Andhra Pradesh said the apex court’s order presupposes that the state government exercises undue influence on the police and the state police also acts under the undue pressure of the government and are not acting in accordance with law which is not correct in every case. Setting up of SSC as watchdog will also demoralise the police force in the state, it submitted.

Several other states as also the NCT Delhi and Union Territory of Chandigarh have expressed their inability to implement most of the directions while majority of them have sought further time beyond the deadline of December 31, 2006 fixed by the court.

The Centre said that it has already set up a committee on National Security headed by the Union Home Minister, which would be responsible for the preparation of selection panels for the appointment of the Chiefs of Central Para-Military Forces. A Central Police Personnel Board has also been established to review the issues pertaining to the service conditions of the CPMFs.
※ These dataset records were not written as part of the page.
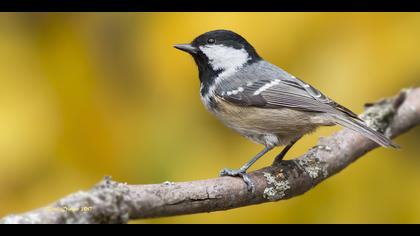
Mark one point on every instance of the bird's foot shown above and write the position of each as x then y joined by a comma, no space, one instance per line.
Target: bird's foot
240,173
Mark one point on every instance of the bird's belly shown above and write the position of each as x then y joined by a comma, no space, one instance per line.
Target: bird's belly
270,127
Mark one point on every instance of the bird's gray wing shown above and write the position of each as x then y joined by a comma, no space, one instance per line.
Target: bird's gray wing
283,91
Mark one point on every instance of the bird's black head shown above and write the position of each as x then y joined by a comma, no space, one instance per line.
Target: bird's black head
219,53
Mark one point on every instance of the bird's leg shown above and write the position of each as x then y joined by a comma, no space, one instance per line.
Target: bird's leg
282,154
242,171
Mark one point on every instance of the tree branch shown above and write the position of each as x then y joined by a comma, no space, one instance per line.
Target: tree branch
113,202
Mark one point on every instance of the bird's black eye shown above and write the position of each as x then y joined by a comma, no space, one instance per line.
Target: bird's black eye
211,40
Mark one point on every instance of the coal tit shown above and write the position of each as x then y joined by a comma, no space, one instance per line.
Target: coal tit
260,100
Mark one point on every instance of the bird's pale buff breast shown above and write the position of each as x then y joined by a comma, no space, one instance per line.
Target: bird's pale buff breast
270,127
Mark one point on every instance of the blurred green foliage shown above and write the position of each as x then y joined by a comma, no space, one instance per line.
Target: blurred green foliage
85,95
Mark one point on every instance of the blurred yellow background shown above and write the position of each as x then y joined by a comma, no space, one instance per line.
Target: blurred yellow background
84,95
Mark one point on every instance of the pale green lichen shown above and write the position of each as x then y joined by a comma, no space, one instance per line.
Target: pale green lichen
312,168
277,189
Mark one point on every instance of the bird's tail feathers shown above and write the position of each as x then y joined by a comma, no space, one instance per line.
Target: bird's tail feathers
362,128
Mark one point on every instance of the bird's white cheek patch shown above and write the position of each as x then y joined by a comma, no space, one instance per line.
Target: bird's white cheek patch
225,58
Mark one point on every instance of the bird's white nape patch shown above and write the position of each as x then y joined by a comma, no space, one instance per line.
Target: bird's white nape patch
227,59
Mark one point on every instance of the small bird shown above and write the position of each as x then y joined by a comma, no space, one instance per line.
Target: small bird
262,101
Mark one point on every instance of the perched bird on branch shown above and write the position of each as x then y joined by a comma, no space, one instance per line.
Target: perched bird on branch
260,100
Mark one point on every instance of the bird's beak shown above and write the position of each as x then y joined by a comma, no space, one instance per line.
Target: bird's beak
186,48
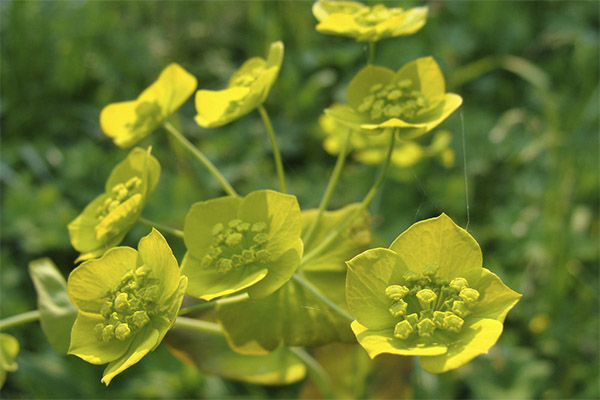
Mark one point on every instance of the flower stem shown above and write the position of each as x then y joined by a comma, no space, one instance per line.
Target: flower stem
371,53
317,293
363,206
333,180
161,227
316,371
19,319
202,158
211,304
276,154
198,325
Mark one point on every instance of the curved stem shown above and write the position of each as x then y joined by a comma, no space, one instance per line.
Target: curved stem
198,325
202,158
161,227
333,180
276,154
363,206
317,293
19,319
316,371
213,303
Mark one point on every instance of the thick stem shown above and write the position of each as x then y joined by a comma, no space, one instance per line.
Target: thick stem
317,293
276,154
202,158
213,303
363,206
19,319
316,371
333,180
161,227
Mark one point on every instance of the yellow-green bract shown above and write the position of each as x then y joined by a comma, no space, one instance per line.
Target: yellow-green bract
427,295
412,101
126,301
248,88
108,218
367,24
234,244
128,122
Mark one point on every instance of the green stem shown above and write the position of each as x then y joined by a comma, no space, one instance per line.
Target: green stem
202,158
371,53
161,227
198,325
317,293
211,304
363,206
19,319
276,154
316,371
333,180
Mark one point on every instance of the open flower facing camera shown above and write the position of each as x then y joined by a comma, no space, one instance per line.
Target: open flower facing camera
128,122
107,219
427,295
248,88
126,301
412,100
367,24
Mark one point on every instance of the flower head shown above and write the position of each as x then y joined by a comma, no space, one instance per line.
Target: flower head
248,88
108,218
367,24
412,100
126,301
427,295
128,122
234,244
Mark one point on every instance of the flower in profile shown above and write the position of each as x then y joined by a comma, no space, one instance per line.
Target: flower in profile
412,100
126,301
128,122
235,244
427,295
367,24
108,218
247,89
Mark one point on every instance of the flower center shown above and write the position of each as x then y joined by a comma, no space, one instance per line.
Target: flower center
395,100
426,303
128,306
237,244
119,194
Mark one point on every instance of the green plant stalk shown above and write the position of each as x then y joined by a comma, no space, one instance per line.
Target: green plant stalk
317,293
276,154
363,206
316,372
161,227
202,158
333,180
213,303
19,319
198,325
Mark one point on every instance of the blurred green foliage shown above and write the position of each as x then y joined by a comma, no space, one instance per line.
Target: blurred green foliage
528,74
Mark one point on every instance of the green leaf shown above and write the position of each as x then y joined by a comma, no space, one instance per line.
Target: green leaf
211,354
57,314
9,348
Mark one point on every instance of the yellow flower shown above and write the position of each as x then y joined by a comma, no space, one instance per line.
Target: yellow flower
128,122
248,88
367,24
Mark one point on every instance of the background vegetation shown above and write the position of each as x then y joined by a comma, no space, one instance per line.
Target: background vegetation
528,73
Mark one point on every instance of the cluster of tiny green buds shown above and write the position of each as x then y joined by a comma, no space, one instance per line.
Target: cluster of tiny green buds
394,100
426,303
120,193
237,244
128,306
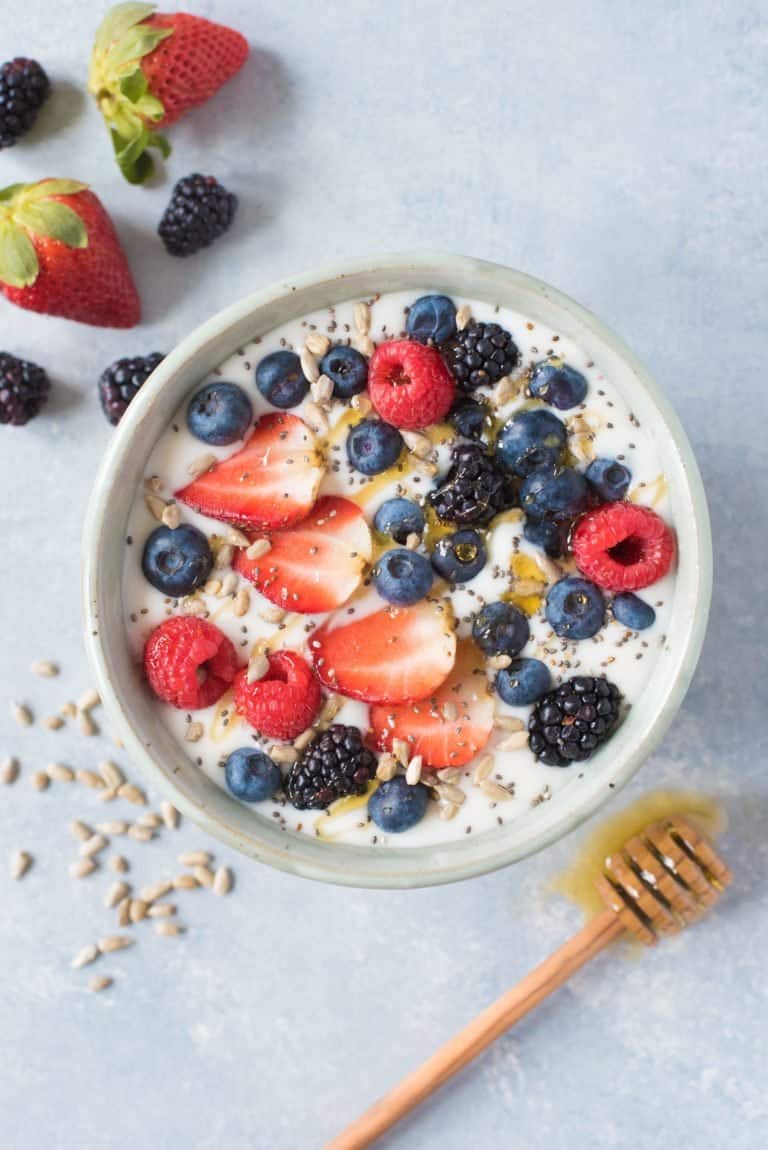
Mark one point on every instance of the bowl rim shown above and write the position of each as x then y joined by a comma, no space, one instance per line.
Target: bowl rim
328,867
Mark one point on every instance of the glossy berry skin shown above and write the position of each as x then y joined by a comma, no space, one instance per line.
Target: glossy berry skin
548,534
409,384
396,806
373,446
459,558
251,775
402,576
281,380
555,492
524,681
199,212
399,518
24,390
24,87
470,419
347,369
189,662
530,441
609,478
631,612
431,320
176,560
575,608
500,628
120,383
220,413
562,386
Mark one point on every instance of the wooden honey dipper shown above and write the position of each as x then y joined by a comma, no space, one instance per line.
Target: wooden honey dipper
663,879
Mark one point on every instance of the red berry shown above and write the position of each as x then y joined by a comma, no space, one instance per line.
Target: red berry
622,546
285,702
189,662
409,384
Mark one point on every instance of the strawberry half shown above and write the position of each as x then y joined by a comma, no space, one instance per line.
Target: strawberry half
148,69
60,254
390,656
317,564
270,483
430,728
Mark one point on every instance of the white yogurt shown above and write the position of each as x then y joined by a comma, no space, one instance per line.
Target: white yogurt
628,659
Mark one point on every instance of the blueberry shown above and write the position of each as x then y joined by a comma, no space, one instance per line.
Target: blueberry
176,560
347,369
555,492
373,446
252,775
397,806
575,608
431,319
399,518
561,385
470,419
402,576
220,413
459,557
531,439
609,478
522,682
632,612
548,534
500,628
281,380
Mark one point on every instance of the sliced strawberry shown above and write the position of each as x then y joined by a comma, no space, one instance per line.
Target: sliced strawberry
390,656
271,482
317,564
448,728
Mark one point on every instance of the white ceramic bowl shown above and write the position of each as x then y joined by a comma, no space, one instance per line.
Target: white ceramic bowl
128,700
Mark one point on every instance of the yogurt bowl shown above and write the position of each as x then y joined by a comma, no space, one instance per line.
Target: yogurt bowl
545,324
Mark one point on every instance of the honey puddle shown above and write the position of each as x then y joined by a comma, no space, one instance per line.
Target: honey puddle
577,882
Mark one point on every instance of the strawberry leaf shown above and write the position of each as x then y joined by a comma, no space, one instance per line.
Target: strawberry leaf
18,263
54,220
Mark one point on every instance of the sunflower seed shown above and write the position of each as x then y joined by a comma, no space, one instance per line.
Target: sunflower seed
317,344
20,864
170,815
362,319
86,956
93,845
22,714
100,982
114,942
258,549
9,771
222,881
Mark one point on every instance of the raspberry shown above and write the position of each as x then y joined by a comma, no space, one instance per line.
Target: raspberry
282,704
189,662
622,546
409,384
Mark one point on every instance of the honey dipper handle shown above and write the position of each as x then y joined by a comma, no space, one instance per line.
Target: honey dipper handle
460,1050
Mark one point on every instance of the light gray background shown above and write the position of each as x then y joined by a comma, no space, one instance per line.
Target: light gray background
616,150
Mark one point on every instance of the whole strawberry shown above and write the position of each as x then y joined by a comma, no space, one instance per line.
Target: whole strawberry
150,68
60,254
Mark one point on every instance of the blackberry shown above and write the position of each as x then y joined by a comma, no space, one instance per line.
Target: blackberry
568,723
481,354
475,489
121,381
24,389
23,90
199,212
333,765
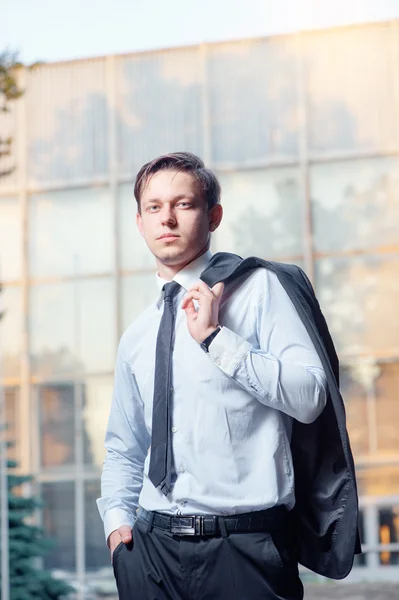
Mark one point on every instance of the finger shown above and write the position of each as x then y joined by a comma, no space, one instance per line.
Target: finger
200,286
194,295
190,311
126,533
217,289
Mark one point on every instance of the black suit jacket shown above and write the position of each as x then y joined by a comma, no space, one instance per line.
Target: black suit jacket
326,509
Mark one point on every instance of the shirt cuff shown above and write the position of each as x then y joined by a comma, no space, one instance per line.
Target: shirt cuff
228,350
114,518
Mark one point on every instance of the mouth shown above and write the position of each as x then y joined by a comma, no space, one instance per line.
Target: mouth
168,237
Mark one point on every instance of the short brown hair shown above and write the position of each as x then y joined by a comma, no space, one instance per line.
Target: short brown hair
180,161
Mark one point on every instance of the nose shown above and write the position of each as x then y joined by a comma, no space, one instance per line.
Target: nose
168,216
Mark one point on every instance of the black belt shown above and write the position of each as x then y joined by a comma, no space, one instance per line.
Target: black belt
209,525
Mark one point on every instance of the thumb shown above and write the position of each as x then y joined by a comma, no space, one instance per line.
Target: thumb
217,289
126,533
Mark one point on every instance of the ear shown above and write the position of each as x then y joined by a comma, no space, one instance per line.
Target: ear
139,223
215,216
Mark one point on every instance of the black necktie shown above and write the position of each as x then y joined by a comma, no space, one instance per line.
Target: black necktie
161,446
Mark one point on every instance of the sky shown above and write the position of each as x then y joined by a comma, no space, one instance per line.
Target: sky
55,30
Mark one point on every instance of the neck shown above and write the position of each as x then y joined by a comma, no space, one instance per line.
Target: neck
167,272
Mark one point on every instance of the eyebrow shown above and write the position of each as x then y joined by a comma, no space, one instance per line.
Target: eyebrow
174,199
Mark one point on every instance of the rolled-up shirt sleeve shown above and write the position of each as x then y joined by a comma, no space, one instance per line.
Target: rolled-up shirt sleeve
282,370
127,441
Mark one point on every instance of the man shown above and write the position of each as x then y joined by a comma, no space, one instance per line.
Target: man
198,486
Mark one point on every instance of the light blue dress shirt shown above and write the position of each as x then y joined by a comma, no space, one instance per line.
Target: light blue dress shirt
232,408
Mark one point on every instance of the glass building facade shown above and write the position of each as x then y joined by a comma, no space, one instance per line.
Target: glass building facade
303,132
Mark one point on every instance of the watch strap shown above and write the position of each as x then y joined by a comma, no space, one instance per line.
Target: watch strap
207,341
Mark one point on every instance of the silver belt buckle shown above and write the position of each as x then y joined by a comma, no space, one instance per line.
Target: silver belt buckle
182,525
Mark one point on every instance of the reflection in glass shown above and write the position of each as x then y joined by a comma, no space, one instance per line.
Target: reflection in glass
138,292
355,204
97,553
377,480
360,559
70,232
73,327
359,297
355,399
12,431
389,533
387,409
97,399
351,98
57,425
262,214
59,524
253,101
160,103
11,331
10,239
134,253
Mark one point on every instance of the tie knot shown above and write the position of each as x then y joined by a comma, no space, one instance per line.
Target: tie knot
170,290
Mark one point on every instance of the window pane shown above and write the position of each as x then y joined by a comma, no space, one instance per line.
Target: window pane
97,553
10,239
133,249
360,559
59,524
12,431
378,480
355,204
57,425
389,533
138,291
359,297
97,399
355,398
10,331
253,101
387,407
262,214
73,327
67,128
351,90
159,99
70,233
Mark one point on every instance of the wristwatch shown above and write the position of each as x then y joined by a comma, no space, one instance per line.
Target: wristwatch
207,341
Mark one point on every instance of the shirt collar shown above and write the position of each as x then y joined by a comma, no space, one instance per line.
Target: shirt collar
189,275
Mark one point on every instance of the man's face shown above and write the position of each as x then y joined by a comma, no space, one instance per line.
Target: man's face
174,219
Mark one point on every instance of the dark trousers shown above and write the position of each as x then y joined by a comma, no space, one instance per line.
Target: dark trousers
239,566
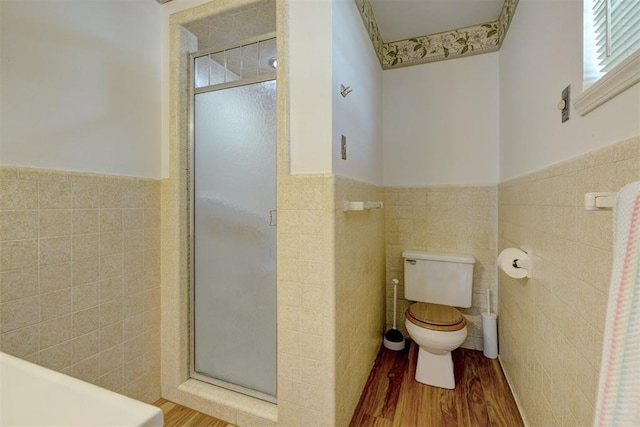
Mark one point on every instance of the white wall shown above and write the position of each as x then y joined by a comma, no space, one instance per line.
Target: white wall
440,123
541,55
310,86
359,115
167,10
80,84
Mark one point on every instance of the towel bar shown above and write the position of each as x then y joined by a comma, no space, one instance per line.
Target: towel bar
599,201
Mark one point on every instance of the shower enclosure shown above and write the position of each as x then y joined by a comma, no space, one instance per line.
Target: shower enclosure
233,217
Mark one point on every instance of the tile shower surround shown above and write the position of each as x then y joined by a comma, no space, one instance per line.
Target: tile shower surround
552,325
80,276
448,219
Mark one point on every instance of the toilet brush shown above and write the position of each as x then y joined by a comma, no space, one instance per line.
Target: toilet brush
393,339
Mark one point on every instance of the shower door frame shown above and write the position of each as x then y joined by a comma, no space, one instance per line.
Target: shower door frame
193,91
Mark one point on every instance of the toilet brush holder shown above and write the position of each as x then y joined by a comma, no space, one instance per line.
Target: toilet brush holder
393,339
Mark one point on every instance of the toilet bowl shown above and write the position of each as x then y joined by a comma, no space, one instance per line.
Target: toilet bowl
437,330
437,283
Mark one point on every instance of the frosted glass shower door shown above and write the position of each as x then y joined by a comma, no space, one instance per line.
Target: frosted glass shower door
234,236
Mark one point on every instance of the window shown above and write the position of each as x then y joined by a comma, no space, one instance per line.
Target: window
611,50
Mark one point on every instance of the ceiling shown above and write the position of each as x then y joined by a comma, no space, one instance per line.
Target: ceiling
403,19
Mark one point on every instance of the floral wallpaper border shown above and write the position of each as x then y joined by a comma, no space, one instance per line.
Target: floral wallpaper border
473,40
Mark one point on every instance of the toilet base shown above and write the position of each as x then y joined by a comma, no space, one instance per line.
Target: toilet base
435,369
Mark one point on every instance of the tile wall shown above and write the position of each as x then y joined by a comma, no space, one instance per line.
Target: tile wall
551,325
80,276
448,219
306,300
359,292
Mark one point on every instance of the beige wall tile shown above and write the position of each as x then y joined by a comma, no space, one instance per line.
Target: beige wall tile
54,332
55,304
54,308
18,284
85,271
85,192
85,346
84,296
56,222
110,220
55,250
18,225
19,313
86,221
18,194
447,219
572,253
85,246
22,342
55,277
110,193
54,194
18,254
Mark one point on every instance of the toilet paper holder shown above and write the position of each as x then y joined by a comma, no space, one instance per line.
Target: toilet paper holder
515,263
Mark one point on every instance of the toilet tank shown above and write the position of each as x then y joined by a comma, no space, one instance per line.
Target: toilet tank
438,278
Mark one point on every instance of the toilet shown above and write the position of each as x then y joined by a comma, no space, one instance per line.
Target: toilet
438,283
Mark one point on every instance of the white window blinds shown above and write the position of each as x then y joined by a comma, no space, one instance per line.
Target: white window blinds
616,25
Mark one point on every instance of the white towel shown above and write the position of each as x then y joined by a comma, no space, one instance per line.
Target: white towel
618,401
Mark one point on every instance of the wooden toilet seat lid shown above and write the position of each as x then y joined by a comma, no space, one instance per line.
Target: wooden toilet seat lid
435,316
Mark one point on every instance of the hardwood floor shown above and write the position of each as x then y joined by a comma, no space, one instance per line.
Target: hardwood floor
392,397
179,416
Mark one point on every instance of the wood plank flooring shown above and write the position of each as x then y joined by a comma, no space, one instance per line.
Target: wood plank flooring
392,397
179,416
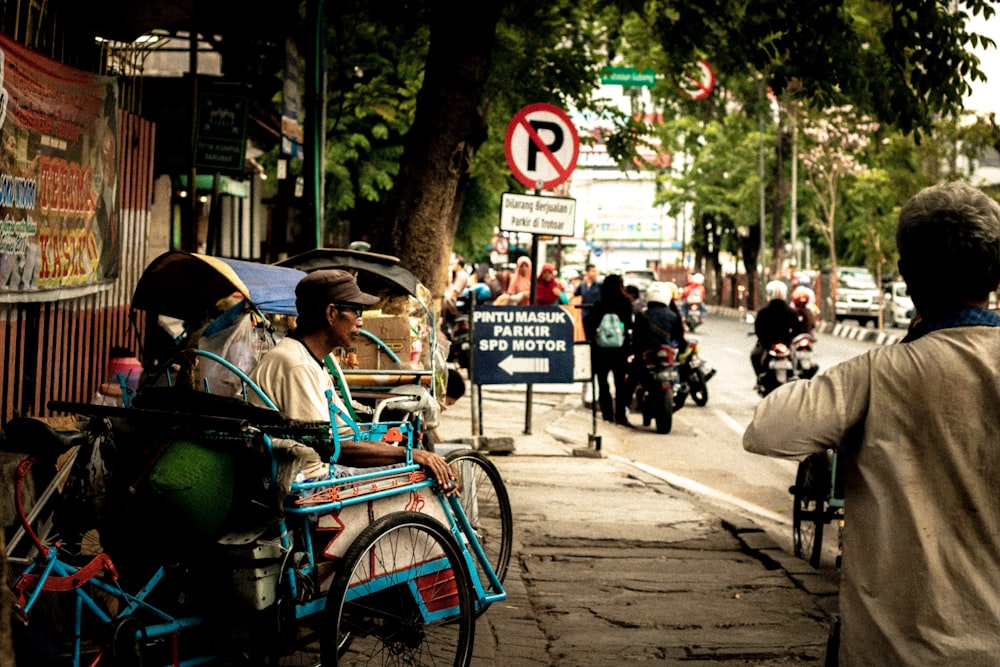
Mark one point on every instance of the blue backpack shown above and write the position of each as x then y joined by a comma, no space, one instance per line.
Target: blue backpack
610,332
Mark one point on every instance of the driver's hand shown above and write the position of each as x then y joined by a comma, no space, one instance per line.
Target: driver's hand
439,470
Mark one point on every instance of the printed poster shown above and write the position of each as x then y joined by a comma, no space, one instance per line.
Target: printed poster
58,174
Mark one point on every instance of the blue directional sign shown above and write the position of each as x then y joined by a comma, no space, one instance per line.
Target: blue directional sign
522,345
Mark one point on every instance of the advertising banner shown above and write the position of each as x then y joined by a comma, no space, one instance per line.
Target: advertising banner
58,174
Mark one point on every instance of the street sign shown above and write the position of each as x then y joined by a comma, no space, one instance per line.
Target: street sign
221,135
628,76
522,345
534,214
542,146
699,84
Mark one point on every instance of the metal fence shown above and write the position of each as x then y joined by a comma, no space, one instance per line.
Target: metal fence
59,349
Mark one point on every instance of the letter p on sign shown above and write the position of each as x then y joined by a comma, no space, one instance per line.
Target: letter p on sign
542,146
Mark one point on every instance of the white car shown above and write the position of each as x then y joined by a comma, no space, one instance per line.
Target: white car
638,277
898,306
857,295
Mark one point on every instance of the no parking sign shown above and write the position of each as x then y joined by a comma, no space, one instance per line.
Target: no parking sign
542,146
700,83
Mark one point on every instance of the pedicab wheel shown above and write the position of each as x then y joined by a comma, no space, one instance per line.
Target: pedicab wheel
698,387
808,512
427,441
401,595
665,412
487,506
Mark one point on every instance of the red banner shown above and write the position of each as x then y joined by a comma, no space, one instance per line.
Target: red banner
58,174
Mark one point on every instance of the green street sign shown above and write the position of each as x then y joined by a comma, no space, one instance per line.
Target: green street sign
628,76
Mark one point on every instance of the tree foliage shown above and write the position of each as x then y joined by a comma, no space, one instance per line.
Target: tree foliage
420,93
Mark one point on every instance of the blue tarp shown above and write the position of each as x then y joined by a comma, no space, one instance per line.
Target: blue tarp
189,286
272,288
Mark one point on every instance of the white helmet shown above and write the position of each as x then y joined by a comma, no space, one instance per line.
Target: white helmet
776,290
658,292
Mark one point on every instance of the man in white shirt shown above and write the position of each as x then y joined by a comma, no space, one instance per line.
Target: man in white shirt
916,427
330,305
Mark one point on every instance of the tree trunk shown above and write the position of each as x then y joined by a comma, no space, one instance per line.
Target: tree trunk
421,215
779,192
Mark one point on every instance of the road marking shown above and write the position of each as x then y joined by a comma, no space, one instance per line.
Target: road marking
733,425
694,487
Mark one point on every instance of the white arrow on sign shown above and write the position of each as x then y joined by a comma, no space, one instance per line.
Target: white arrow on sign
513,364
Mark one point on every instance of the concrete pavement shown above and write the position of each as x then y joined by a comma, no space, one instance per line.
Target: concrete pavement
612,565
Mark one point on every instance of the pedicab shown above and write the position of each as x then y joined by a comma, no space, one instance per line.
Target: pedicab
175,531
399,370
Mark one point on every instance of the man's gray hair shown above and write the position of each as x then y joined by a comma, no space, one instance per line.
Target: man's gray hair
948,238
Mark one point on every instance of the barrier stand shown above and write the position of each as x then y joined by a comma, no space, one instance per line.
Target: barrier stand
582,363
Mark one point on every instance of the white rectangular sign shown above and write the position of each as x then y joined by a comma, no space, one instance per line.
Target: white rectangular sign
534,214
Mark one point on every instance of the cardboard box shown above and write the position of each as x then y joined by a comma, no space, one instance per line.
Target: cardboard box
394,331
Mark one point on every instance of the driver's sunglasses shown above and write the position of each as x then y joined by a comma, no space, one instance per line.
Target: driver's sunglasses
350,308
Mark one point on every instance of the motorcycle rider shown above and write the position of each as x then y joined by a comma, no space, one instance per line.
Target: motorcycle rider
775,323
803,311
694,292
658,325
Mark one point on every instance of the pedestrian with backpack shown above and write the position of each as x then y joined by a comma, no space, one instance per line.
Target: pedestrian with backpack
608,326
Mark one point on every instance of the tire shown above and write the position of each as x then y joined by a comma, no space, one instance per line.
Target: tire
809,508
640,402
664,407
380,622
698,387
487,506
680,399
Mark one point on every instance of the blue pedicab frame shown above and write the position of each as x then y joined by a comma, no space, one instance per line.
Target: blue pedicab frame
475,583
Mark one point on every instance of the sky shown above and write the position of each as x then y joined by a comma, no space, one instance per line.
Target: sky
985,97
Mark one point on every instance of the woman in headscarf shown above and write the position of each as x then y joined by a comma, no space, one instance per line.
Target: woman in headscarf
548,289
519,289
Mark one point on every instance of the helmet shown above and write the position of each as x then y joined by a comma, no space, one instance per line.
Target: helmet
776,290
658,292
675,291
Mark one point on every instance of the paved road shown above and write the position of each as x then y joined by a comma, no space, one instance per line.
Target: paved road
613,565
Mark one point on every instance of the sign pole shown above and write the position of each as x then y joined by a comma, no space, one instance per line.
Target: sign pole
529,394
542,147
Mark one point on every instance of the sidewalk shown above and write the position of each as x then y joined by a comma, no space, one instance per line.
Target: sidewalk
612,565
It further informed the court that it has circulated a model Police Act among the states for their consideration.

On a PIL filed by for Uttar Pradesh DGP Prakash Singh, a Bench headed by Chief Justice of India YK Sabhaharwal had issued a series of directions to the Centre and the states to reforms in the police machinery with a view to check political influence and corruption.

It had ordered constitution of a National Security Commission, State Security Commissions, fixed minimum tenure and procedure for police officers, procedure for selection of DGP, IGP and other senior officers, separation of law and order duty from investigation, setting up of Police Eastblishment Board and Police Complaint Authority.

The court’s order would remain in force until the Centre and states came out with proper laws incorporating these directions.